UNDO records need to be retained only as far back as a user-configured historical retention period. Beyond this period, we can remove old “undo” records to save disk space.
NOTE: In the BigTable design, timestamps are associated with data, not with changes. In the Kudu design, timestamps are associated with changes, not with data. After historical UNDO logs have been removed, there is no remaining record of when any row or cell was inserted or updated. If users need this functionality, they should keep their own “inserted_on” timestamp column, as they would in a traditional RDBMS.
A REDO delta compaction may be classified as either ‘minor’ or ‘major’:
A ‘minor’ compaction is one that does not include the base data. In this type of compaction, the resulting file is itself a delta file.
+------------+ +---------+ +---------+ +---------+ +---------+
| base data | <--- | delta 0 + <-- | delta 1 + <-- | delta 2 + <-- | delta 3 +
+------------+ +---------+ +---------+ +---------+ +---------+
\_________________________________________/
files selected for compaction
=====>
+------------+ +---------+ +-----------------------+
| base data | <--- | delta 0 + <-- | delta 1 (old delta 3) +
+------------+ +---------+ +-----------------------+
\_________/
compaction result
Minor REDO delta compactions serve only goal 1: because they do not read or re-write base data, they cannot transform REDO records into UNDO.
A ‘major’ REDO compaction is one that includes the base data along with any number of REDO delta files.

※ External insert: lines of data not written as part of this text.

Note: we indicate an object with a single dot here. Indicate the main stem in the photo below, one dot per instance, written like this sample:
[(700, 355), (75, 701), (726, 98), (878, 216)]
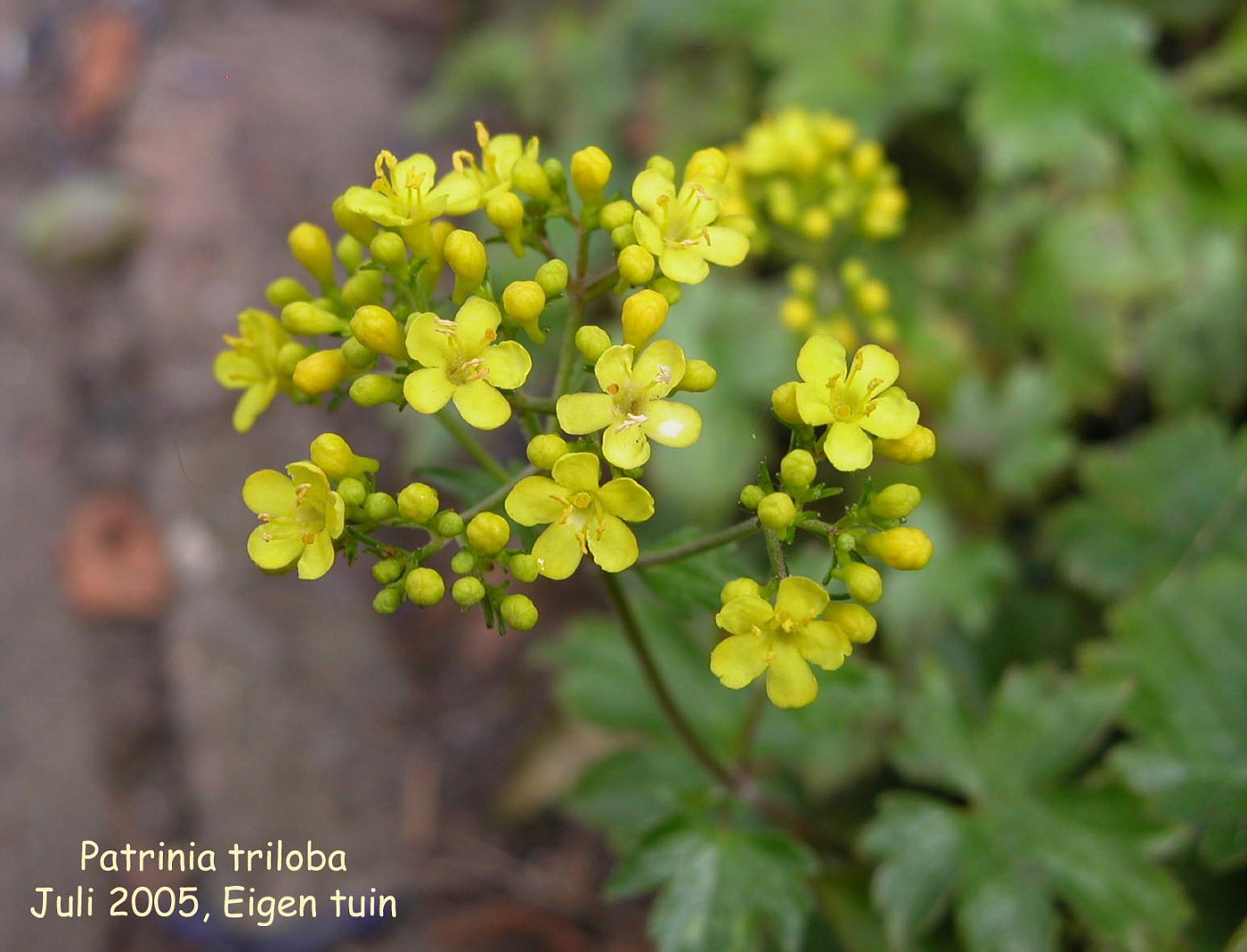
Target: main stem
[(658, 687)]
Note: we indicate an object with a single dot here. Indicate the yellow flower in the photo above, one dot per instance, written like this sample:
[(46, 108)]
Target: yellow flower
[(583, 516), (679, 227), (301, 517), (781, 640), (460, 362), (498, 159), (408, 194), (854, 400), (632, 409), (252, 365)]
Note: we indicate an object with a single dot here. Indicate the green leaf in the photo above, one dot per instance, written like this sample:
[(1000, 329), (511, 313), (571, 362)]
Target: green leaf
[(720, 889), (1186, 649), (1155, 506)]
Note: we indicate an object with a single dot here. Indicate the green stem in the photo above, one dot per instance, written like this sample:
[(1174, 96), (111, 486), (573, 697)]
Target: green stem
[(700, 545), (658, 687), (464, 437)]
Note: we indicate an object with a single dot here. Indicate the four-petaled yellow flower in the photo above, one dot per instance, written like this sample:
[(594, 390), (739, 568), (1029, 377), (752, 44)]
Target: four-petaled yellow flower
[(407, 193), (583, 516), (632, 409), (856, 400), (460, 362), (252, 365), (677, 227), (498, 159), (781, 640), (301, 517)]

+------------+ +---------+ +---------+ +---------+ +---------+
| base data | <--- | delta 0 + <-- | delta 1 + <-- | delta 2 + <-- | delta 3 +
+------------+ +---------+ +---------+ +---------+ +---------+
\_____________________________________________/
files selected for compaction
=====>
+------------+ +----------------+ +-----------------------+ +-----------------------+
| new UNDOs | --> | new base data | <--- | delta 0 (old delta 2) + <-- | delta 1 (old delta 3) +
+------------+ +----------------+ +-----------------------+ +-----------------------+
\____________________________________/
compaction result
Major delta compactions satisfy delta compaction goals 1 and 2, but cost more than minor delta compactions since they must read and re-write the base data, which is typically larger than the delta data.
A major REDO delta compaction may be performed against any subset of the columns in a DiskRowSet -- if only a single column has received a significant number of updates, then a compaction can be performed which only reads and rewrites that column. It is assumed that this is a common workload in many EDW-like applications (e.g updating an order_status column in an order table, or a visit_count column in a user table).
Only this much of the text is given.